Soltanto 13 i sopravvissuti. La tragedia avvenne per un incendio causato da un corto circuito: un montacarichi urtò contro una trave d’acciaio, tranciando un cavo dell’alta tensione, una conduttura dell’olio e un tubo dell’aria compressa.
Il disastro di Marcinelle è il terzo per numero di vittime tra gli immigrati italiani all’estero, dopo quelli degli Stati Uniti: a Monongah (Virginia) e a Dawson (Nuovo Messico). A Monongah i morti furono 362 e gli italiani che persero la vita 171, mentre a Dawson le vittime furono 263, tra cui 146 italiani.
Dal dopoguerra fino alla metà degli anni ’50 più di 140mila italiani andarono a lavorare in miniera, in Belgio. L’Italia infatti, con il Belgio, aveva fatto un accordo: lavoratori in cambio di carbone a basso costo: 200 chili di carbone al giorno, per ogni minatore.
In Italia intere zone erano ridotte in miseria, l’economia era in ginocchio, il Belgio invece aveva bisogno di manodopera. Il Belgio chiedeva italiani di buona salute e di massimo 35 anni. Partirono uomini, con donne, figli, genitori al seguito. In Belgio, gli italiani non erano visti di buon occhio, perché accettarono lavori pagati male e poco sicuri.

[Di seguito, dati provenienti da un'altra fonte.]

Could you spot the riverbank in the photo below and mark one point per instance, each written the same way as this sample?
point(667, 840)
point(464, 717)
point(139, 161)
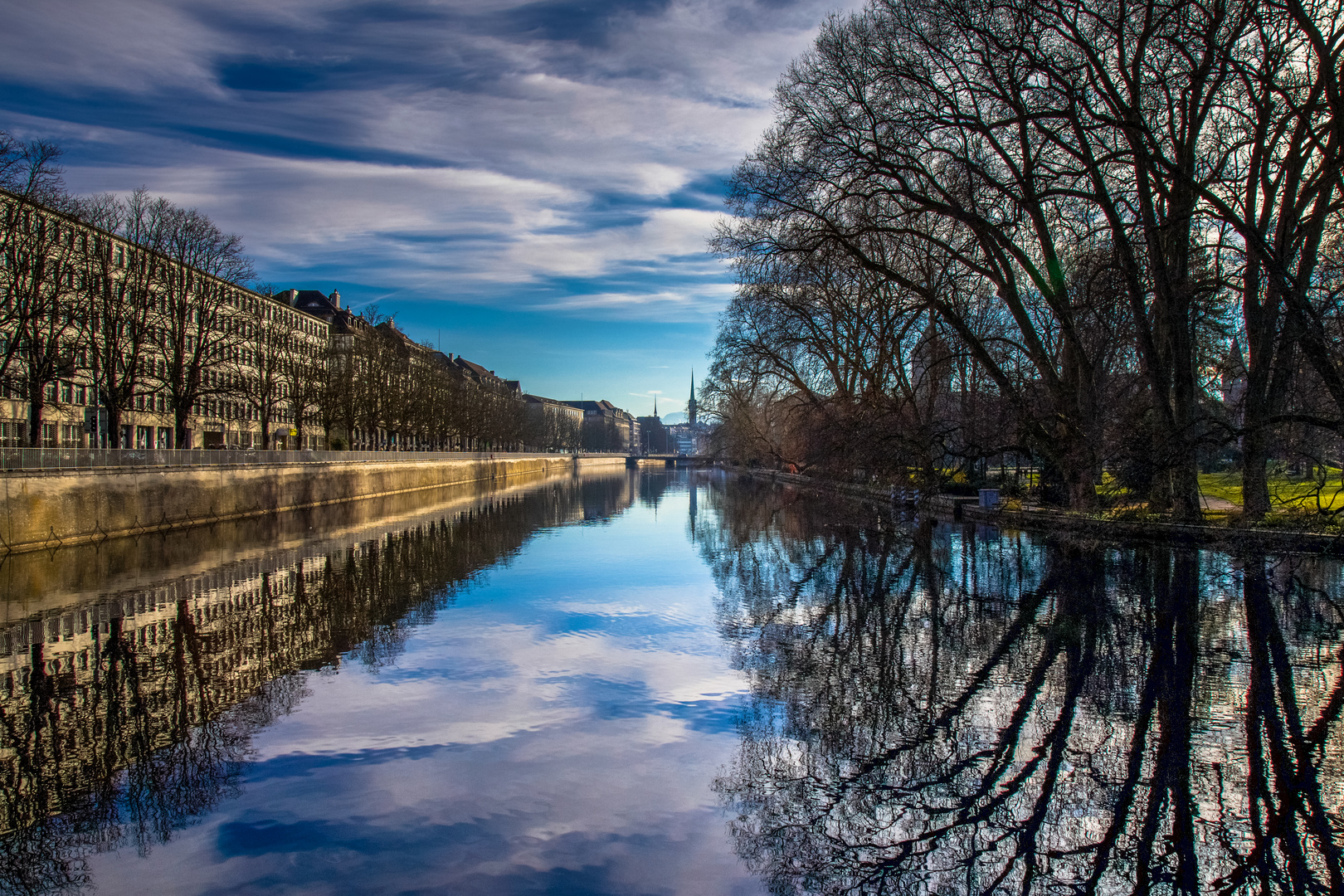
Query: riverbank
point(56, 508)
point(1094, 527)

I minatori italiani vivevano in cantine, baracche, ex campi di prigionia. I bagni e le fontane per l’acqua erano all’esterno e in comune. Ci sono diversi saggi che raccontano dei minatori in Belgio. Una storia che deve far riflettere. Oggi il sito di Bois du Cazier, ormai dismesso, è patrimonio dell’Unesco.